Shiffrin w sobotę mogła odnieść 100. zwycięstwo w Pucharze Świata. Jadąc z dużą prędkością wypadła z trasy i uderzyła w siatkę bezpieczeństwa. Po zderzeniu leżała na ziemi przez kilka minut. Dotarli do niej ratownicy medyczni i została przewieziona do szpitala.
"Dosłownie mam ranę kłutą i dość poważny uraz mięśniowy w całym prawym obszarze skośnym brzucha. Rozpoczynamy proces zdrowienia i mam nadzieję, że wkrótce wrócę do jazdy na nartach" - powiedziała dwukrotna mistrzyni olimpijska i podziękowała kibicom za wsparcie.

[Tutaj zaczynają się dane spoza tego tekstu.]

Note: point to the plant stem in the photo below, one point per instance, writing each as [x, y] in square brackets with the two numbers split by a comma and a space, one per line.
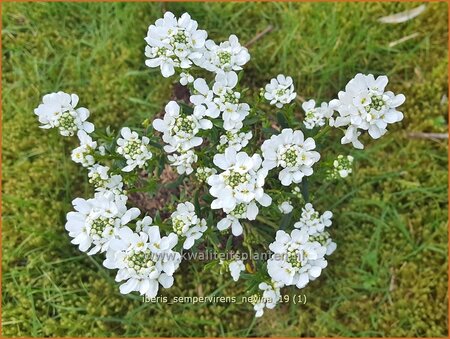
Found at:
[322, 132]
[305, 189]
[267, 222]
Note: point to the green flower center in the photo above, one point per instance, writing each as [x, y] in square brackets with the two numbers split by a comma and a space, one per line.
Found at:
[96, 180]
[280, 92]
[180, 37]
[235, 178]
[178, 225]
[240, 211]
[295, 257]
[230, 97]
[290, 156]
[133, 148]
[183, 124]
[322, 237]
[377, 103]
[224, 57]
[99, 224]
[161, 51]
[139, 260]
[67, 122]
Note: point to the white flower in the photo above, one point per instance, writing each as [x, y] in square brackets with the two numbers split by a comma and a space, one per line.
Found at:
[174, 43]
[180, 130]
[133, 149]
[222, 98]
[286, 207]
[270, 296]
[280, 91]
[364, 105]
[315, 116]
[186, 78]
[186, 224]
[183, 161]
[296, 260]
[342, 167]
[292, 153]
[144, 260]
[203, 173]
[241, 211]
[58, 110]
[100, 178]
[96, 221]
[234, 139]
[241, 181]
[234, 115]
[227, 57]
[84, 154]
[312, 222]
[236, 267]
[223, 89]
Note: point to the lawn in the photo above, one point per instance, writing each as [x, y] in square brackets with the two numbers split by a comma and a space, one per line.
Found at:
[388, 276]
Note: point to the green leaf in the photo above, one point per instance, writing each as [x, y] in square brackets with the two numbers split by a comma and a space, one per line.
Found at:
[282, 120]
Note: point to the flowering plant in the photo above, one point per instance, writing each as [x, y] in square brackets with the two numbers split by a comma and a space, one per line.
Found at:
[245, 173]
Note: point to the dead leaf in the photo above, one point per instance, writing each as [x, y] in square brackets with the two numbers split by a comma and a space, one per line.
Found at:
[402, 16]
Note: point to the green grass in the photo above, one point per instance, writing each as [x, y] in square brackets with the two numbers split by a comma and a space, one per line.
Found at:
[389, 274]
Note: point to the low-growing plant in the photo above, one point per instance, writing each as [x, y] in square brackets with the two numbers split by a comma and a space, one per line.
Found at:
[251, 182]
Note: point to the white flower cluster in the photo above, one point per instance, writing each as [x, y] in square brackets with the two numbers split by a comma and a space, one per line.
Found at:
[58, 110]
[228, 56]
[316, 116]
[364, 105]
[103, 181]
[286, 207]
[290, 151]
[203, 173]
[235, 139]
[178, 43]
[299, 257]
[180, 135]
[220, 99]
[236, 267]
[187, 225]
[95, 222]
[238, 188]
[145, 258]
[85, 153]
[174, 43]
[280, 91]
[133, 149]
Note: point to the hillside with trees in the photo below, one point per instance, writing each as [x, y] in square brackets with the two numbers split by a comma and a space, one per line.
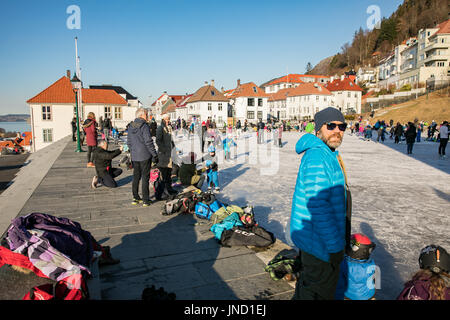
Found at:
[370, 46]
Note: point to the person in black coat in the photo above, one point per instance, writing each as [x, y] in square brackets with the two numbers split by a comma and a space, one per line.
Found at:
[410, 136]
[153, 127]
[398, 132]
[103, 167]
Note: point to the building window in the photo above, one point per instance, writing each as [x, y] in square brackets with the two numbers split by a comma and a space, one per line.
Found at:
[46, 113]
[118, 113]
[47, 135]
[107, 112]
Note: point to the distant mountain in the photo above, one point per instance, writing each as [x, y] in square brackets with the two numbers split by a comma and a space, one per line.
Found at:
[368, 47]
[15, 118]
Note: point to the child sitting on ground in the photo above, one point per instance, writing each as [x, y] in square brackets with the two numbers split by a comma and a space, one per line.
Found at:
[357, 271]
[212, 169]
[432, 281]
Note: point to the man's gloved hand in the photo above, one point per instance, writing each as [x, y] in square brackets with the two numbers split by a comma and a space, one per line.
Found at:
[336, 258]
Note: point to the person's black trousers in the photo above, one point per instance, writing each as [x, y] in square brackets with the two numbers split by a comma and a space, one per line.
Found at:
[442, 146]
[409, 147]
[141, 171]
[318, 279]
[166, 177]
[108, 180]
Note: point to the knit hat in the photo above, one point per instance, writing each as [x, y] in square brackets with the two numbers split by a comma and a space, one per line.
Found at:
[360, 247]
[327, 115]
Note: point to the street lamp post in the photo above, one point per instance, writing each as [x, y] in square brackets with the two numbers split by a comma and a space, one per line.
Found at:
[76, 84]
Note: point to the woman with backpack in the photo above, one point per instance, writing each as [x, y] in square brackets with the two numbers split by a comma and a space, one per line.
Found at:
[90, 129]
[432, 281]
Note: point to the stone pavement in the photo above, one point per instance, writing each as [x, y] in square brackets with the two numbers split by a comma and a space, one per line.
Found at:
[174, 252]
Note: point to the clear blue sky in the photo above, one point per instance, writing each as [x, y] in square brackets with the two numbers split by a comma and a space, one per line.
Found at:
[149, 47]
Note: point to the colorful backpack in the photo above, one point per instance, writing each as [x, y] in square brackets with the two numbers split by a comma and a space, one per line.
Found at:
[157, 187]
[207, 205]
[60, 291]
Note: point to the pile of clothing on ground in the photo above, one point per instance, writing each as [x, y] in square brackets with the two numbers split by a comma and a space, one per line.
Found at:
[232, 225]
[55, 248]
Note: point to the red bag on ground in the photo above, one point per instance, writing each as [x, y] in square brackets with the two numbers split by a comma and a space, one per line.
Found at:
[59, 291]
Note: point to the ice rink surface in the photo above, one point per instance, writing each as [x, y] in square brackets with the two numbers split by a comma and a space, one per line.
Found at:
[402, 202]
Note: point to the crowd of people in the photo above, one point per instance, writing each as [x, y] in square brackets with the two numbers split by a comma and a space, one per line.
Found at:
[335, 264]
[411, 132]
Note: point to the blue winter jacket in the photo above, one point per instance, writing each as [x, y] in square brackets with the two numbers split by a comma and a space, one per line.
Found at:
[356, 279]
[317, 224]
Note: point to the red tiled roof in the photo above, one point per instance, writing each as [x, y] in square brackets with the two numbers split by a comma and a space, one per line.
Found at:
[208, 93]
[61, 92]
[170, 108]
[294, 78]
[280, 94]
[291, 78]
[249, 89]
[182, 103]
[342, 85]
[102, 96]
[309, 89]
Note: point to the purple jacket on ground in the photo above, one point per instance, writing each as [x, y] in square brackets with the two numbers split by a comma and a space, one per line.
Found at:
[419, 289]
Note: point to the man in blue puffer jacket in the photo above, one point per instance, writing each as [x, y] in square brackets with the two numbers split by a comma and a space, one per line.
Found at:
[318, 217]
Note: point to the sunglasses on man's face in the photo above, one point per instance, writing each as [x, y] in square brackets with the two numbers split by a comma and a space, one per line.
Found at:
[331, 126]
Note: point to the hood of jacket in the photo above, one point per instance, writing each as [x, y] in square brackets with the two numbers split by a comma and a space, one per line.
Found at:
[137, 124]
[310, 141]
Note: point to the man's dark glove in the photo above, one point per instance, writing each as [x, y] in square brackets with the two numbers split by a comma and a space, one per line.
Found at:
[336, 258]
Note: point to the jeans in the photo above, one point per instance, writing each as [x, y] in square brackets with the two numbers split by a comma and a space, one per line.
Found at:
[409, 147]
[442, 146]
[141, 170]
[108, 179]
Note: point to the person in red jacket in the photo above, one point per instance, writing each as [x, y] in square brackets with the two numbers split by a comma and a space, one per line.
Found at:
[90, 129]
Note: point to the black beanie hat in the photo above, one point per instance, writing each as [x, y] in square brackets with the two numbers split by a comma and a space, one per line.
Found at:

W zeszłym sezonie Shiffrin opuściła sześć tygodni, gdyż w styczniu podczas zawodów Pucharu Świata w zjeździe w Cortina d'Ampezzo doznała urazu kolana. Przez to nie obroniła Kryształowej Kuli i postanowiła, że nigdy więcej nie wystartuje już w zjeździe.
Amerykanka jest uważana za najbardziej utytułowaną narciarkę alpejską w historii. W marcu 2023 roku pobiła rekord Szweda Ingemara Stenmarka, który odniósł 86 zwycięstw w Pucharze Świata.